# The Journey of Ed Coan w/ Mark Bell



## Assassin32 (Jun 28, 2015)

I stumbled across this yesterday and found it really interesting. I didn't really know who Ed Coan was. I've heard his name, but really didn't know anything about him. That dude is awesome. One of the most respectful, insightful fellas you will ever hear. Just amazing. I couldn't stop watching. It's a little long but I thought some of you guys might like it.


----------



## Beedeezy (Jun 28, 2015)

I follow super training on YouTube. He has a number of video he put out recently dealing with history, training ect with Coan. 
Dude is a ****ing beast!


----------



## DieYoungStrong (Jun 28, 2015)

Thanks for sharing. Ed Coan is the GOAT of powerlifting. 

Kids, do not try Ed coans training programs at home. He is not mortal, and you will regress.


----------



## Assassin32 (Jun 28, 2015)

The guy just seems so knowledgeable and humble and and respectful. I could listen to him for hours. He seems like he would be an amazing coach.


----------



## Milo (Jun 28, 2015)

From all the vids I've seen, dudes in the PL community are cool as **** and willing to help out anyone that wants to learn. Most notably Ed Coan, Chris Duffin, The Lilliebridges.
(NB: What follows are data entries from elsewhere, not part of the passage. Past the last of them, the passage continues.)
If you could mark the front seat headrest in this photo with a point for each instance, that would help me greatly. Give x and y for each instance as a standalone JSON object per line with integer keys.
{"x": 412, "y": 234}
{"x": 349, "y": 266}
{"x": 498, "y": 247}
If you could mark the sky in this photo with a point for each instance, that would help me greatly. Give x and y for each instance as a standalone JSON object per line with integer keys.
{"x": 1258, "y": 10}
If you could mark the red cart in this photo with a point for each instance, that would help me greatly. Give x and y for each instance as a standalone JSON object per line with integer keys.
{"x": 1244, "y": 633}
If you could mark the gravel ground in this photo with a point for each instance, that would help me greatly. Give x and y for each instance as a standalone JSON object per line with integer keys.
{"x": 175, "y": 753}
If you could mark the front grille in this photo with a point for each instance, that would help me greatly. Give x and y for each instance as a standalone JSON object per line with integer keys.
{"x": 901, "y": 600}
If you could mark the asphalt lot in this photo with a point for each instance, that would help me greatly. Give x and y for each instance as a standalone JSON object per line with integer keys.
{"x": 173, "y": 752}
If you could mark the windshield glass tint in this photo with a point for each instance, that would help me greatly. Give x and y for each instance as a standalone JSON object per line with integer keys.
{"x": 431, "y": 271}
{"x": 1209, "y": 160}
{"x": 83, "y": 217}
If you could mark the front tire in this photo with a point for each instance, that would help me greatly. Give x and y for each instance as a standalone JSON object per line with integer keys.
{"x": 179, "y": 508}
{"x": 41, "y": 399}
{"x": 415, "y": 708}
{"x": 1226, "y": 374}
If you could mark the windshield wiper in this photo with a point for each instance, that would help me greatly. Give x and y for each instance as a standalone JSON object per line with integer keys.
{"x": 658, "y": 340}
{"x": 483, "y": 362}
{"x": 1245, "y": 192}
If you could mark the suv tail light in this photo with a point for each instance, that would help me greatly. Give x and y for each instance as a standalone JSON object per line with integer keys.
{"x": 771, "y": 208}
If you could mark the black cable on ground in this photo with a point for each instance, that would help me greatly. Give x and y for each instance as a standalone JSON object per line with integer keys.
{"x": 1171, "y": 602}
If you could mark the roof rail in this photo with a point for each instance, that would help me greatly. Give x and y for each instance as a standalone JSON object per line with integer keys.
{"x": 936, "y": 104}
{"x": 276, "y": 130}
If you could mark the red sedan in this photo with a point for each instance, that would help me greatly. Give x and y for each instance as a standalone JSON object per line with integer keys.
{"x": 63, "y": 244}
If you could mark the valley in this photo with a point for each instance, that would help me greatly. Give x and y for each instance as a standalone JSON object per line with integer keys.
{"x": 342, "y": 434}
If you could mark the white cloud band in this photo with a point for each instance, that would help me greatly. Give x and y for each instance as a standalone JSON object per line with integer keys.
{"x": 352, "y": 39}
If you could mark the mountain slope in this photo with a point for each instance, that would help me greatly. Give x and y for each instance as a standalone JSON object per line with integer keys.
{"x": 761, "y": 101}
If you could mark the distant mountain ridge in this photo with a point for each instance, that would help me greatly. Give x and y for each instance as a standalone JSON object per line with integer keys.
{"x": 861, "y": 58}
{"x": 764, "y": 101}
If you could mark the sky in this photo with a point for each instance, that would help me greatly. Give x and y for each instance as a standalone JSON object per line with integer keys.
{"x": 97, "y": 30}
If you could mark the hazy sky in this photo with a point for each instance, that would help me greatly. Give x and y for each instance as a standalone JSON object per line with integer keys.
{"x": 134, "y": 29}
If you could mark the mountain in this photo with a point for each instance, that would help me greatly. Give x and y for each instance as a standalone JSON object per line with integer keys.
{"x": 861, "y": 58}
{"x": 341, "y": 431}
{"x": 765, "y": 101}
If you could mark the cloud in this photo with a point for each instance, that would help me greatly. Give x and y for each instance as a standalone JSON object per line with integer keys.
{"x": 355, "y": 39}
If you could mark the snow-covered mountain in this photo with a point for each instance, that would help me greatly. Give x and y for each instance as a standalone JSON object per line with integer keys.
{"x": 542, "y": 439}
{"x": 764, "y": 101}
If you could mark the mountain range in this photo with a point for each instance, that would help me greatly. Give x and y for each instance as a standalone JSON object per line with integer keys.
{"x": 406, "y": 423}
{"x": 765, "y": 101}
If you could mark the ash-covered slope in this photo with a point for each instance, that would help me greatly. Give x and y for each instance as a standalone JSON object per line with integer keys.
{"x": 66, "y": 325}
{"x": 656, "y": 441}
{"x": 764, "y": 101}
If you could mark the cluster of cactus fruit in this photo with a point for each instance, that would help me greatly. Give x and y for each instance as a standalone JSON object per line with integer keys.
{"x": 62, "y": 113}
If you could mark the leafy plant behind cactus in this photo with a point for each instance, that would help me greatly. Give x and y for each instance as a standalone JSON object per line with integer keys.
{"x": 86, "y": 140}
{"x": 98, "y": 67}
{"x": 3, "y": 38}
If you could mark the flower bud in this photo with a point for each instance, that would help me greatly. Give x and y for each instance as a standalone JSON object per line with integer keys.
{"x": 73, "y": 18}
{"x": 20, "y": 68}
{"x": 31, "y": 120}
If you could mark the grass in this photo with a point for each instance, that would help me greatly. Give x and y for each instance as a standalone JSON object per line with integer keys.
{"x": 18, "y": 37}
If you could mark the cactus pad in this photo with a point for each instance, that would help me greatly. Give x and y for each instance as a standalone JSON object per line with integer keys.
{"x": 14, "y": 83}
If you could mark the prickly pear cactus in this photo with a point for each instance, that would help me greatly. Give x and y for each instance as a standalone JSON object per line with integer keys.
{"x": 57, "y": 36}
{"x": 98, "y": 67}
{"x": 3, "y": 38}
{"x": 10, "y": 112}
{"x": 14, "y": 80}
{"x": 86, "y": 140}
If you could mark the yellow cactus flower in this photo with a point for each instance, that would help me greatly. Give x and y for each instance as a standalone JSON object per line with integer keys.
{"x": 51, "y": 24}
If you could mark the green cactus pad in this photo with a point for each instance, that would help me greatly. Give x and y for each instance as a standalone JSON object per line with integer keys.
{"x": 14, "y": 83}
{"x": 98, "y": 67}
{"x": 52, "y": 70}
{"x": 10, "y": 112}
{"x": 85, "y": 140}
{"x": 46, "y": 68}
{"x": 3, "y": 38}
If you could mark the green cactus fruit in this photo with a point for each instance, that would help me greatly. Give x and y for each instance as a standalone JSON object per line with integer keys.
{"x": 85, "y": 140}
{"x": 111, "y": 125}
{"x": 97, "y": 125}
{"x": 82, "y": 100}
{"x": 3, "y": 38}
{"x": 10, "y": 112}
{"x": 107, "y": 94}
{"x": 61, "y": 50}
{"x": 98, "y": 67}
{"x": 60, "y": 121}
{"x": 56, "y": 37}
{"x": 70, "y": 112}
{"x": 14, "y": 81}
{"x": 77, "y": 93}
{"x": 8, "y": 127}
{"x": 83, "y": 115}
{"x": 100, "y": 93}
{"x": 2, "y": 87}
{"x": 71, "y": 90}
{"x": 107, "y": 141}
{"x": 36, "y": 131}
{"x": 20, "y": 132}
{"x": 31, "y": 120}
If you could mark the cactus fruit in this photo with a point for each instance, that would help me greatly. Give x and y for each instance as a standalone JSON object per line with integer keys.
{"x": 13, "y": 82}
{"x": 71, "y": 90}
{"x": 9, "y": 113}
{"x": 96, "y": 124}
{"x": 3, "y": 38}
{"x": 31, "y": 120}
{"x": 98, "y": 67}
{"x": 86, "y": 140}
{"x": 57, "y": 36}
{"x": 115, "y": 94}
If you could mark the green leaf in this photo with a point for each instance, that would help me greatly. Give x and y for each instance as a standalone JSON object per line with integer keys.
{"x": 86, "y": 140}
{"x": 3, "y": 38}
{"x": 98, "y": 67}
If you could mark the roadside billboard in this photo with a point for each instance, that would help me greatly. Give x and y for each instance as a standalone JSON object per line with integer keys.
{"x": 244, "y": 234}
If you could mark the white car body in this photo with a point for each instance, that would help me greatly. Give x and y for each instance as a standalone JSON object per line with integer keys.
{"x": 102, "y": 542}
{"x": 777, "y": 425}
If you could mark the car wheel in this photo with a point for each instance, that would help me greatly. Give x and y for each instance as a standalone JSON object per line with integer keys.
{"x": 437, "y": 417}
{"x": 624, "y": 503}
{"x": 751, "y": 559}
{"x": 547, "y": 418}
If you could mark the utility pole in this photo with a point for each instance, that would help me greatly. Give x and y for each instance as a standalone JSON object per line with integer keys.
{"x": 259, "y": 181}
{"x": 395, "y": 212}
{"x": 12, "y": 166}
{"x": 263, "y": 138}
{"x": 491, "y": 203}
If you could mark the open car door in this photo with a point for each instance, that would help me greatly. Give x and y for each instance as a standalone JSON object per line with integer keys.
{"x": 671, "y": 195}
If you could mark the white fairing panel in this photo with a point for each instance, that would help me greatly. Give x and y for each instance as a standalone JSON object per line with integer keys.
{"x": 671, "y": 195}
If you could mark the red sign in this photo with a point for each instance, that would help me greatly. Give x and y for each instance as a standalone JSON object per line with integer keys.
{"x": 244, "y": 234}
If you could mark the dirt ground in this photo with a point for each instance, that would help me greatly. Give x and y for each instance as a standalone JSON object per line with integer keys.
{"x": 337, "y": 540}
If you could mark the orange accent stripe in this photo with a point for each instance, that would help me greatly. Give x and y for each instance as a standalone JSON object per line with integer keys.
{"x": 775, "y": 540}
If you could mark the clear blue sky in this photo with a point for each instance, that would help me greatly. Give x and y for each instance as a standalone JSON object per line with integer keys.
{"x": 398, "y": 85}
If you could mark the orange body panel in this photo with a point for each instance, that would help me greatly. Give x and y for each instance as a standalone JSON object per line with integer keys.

I can watch these vids all day.


----------



## Franklin Yeti (Jun 28, 2015)

That's good stuff!


----------



## HydroEJP88 (Jun 29, 2015)

I started watching this earlier, haven't finished it yet but it's a good watch so far. 

Mark has really been making a name for himself as of late, he looks a lot better since dropping the weight


----------